Ultrack is also available as a FIJI plugin.

Its usage and installation instructions are in FIJI’s ultrack documentation.


Getting started

Ultrack tracking pipeline is divided into three main steps:

  • segment: Creating the candidate segmentation hypotheses;

  • link: Finding candidate links between segmentation hypotheses of adjacent frames;

  • solve: Solving the tracking problem by finding the best segmentation and trajectory for each cell.

These three steps have their respective function with the same names and configurations but are summarized in the track function or the Tracker class, which are the main entry point for the tracking pipeline.

You’ll notice that these functions do not return any results. Instead, they store the results in a database. This enables us to process datasets larger than memory, and distributed or parallel computing. We provide auxiliary functions to export the results to a format of your choice.
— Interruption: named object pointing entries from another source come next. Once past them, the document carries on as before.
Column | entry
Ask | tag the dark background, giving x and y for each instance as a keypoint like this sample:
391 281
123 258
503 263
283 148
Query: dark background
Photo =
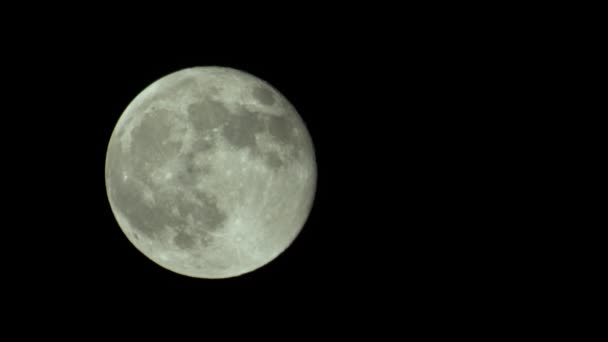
405 217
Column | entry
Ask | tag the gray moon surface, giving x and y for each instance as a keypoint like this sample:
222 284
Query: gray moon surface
210 172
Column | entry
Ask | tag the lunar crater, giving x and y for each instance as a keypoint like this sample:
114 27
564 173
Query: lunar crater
210 172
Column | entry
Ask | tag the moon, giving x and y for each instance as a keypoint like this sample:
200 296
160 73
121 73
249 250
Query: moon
210 172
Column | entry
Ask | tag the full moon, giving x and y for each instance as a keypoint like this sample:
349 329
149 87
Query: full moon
210 172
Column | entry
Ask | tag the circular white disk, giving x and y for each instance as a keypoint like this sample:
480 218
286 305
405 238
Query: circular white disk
210 172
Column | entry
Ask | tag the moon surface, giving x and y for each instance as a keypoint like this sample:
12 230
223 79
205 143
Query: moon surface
210 172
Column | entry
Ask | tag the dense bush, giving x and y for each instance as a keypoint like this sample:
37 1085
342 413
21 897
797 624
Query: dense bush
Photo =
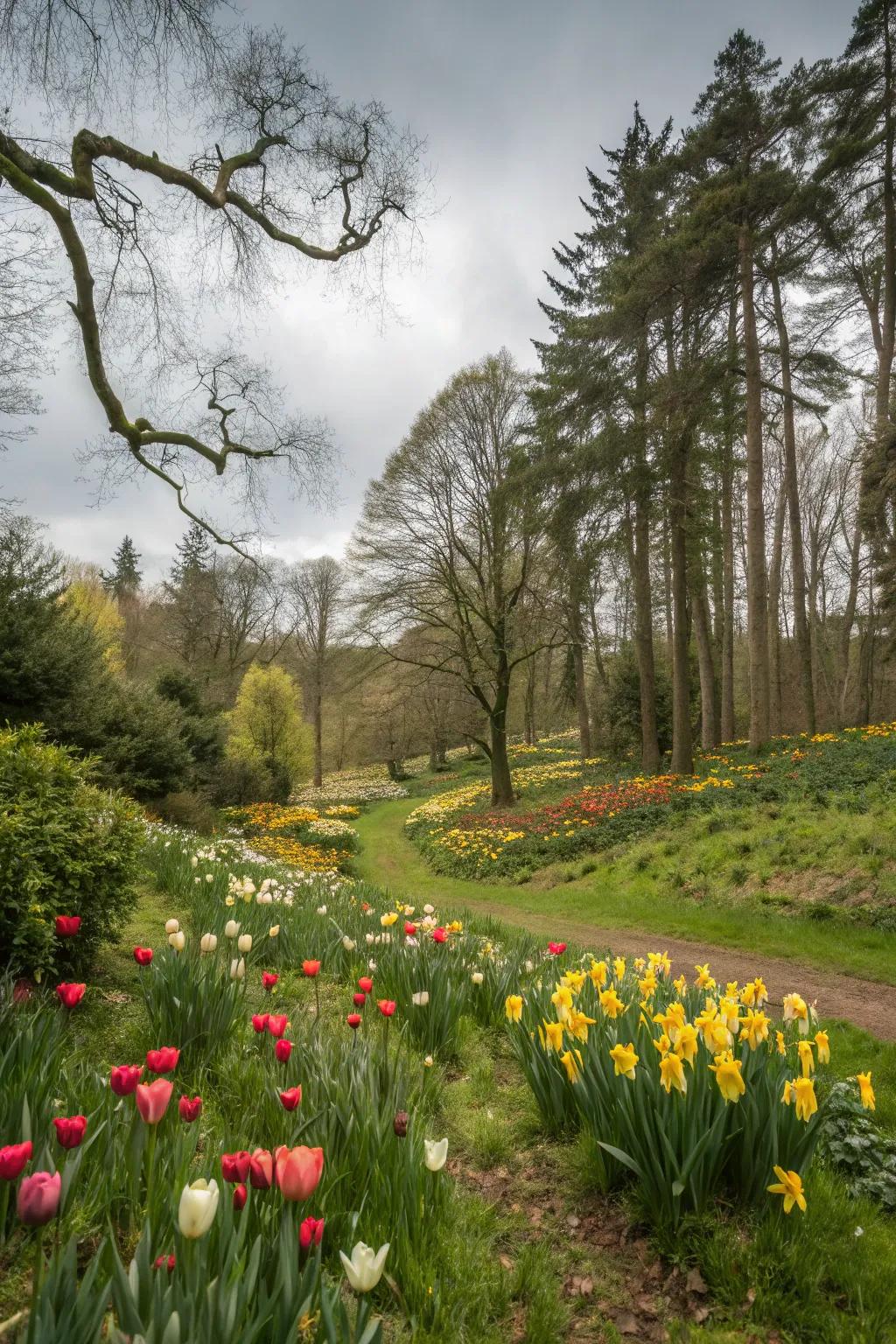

The MainConfig.data_config provides the interface to interact with the database, so beware of using overwrite parameter when re-executing these functions, to erase previous results otherwise it will build on top of existing data.

If you want to go deep into the weeds of our backend. We recommend looking at the ultrack.core.database.py file.

Each one of the main steps will be explained in detail below, a detailed description of the parameters can be found in Configuration.

Segmentation

Ultrack’s canonical inputs are a foreground and a contours, there are several ways to obtain these inputs, which will be explained below. For now, let’s consider we are working with them directly.

Both foreground and contours maps must have the same shape, with the first dimension being time (T) and the remaining being the spatial dimensions (Z optional, and Y, X).

foreground is used with config.segmentation_config.threshold to create a binary mask indicating the presence of the object of interest, it’s by default 0.5. Values above the threshold are considered as foreground, and values below are considered as background.

contours indicates the confidence of each pixel (voxel) being a cell boundary (contour). The higher the value, the more likely it is a cell boundary. It couples with config.segmentation_config.min_frontier which fuses segmentation candidates separated by a boundary with an average value below this threshold, it’s by default 0, so no fusion is performed.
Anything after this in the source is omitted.